The Federal Motor Carrier Safety Administration rolled out information on Monday, March 11, which was intended to help truck and bus drivers choose appropriate navigation units for commercial vehicles. FMCSA’s tips on selecting a GPS unit are included in a visor card that truckers can download from the FMCSA site.
Sen. Charles Schumer, D-NY, and FMCSA Administrator Anne Ferro stood on the Eagle Avenue overpass of the Southern State Parkway in Long Island on Monday – a site of 27 bridge strikes by commercial vehicles – to announce that the agency was attaching GPS standards to a future rule requiring minimum entry level training standards for commercial drivers.
Eight months ago, Congress passed a highway policy and funding bill, MAP-21, Moving Ahead for Progress in the 21st Century, which, in part, requires the FMCSA to get a final driver training rule in place by Oct. 1, 2013. The agency has not yet disclosed its own internal timeline for meeting the deadline.
OOIDA supports entry level driver training standards to improve highway safety. Association leadership says tying GPS standards to the future rule is revealing.

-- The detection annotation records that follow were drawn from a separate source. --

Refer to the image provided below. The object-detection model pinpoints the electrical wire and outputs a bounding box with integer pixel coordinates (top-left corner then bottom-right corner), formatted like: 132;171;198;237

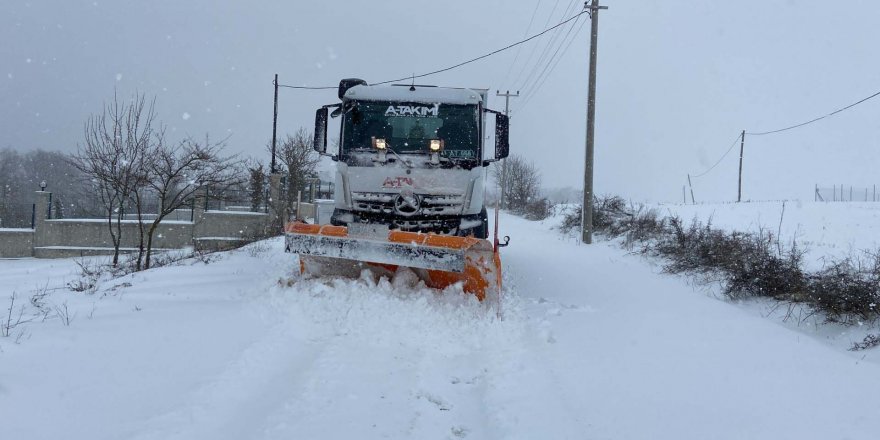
518;11;589;110
278;84;336;90
513;0;559;88
691;133;742;178
278;11;587;90
746;92;880;136
371;11;586;86
501;0;542;84
517;0;575;90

“While I tend to think the focus on GPS is somewhat laughable as a solution, this does point out just one of a multitude of things drivers need education on before they are turned loose,” OOIDA Vice President Todd Spencer said.
A survey by the OOIDA Foundation in 2012 showed 55 percent of owner-operator truckers had GPS on their trucks, and 33 percent used mapping software to plan their routes. The 2013 edition of the survey identifies the standard trucking atlas as the most popular routing assist, followed by GPS units. A smaller number of truckers said they rely on GPS applications on their phones.
For years, Schumer has pointed the finger at commercial drivers who rely on non-trucking-specific GPS for route navigation, an issue he says has resulted in numerous bridge strikes.
An appropriate GPS unit, Schumer said, would take into account a truck’s height, weight and contents, including hazmat, while routing the driver onto “appropriate roads.” Schumer noted in his comments that it is illegal for large trucks to travel on certain routes, including parkways.
“These steps will help to once again make GPS devices an asset to drivers, and not a dangerously misused tool,” Schumer stated. “I am pleased that the DOT heeded my call for reforms and I am confident that the combination of official recommendations and GPS training will limit the number of low-bridge strikes across Long Island. Thank you to FMCSA Administrator Ferro for recognizing the importance of this serious issue and for implementing a proactive approach towards teaching the industry how to eliminate GPS-related accidents.”
The blame need not fall squarely on the truckers. New York’s system for posting bridge heights at 12 inches lower than their actual heights – except in places where signs indicate “actual” heights – has left many operators of large vehicles guessing. Many choose to err on the side of caution while others choose to avoid parts of the Empire State altogether.
A federal standard would go a long way to correcting problems associated with GPS and bridge strikes, Ferro says.
“Even one truck or bus striking an overpass is one too many, which is why we’re taking action to ensure professional truck and bus drivers know the importance of selecting the right navigation system.”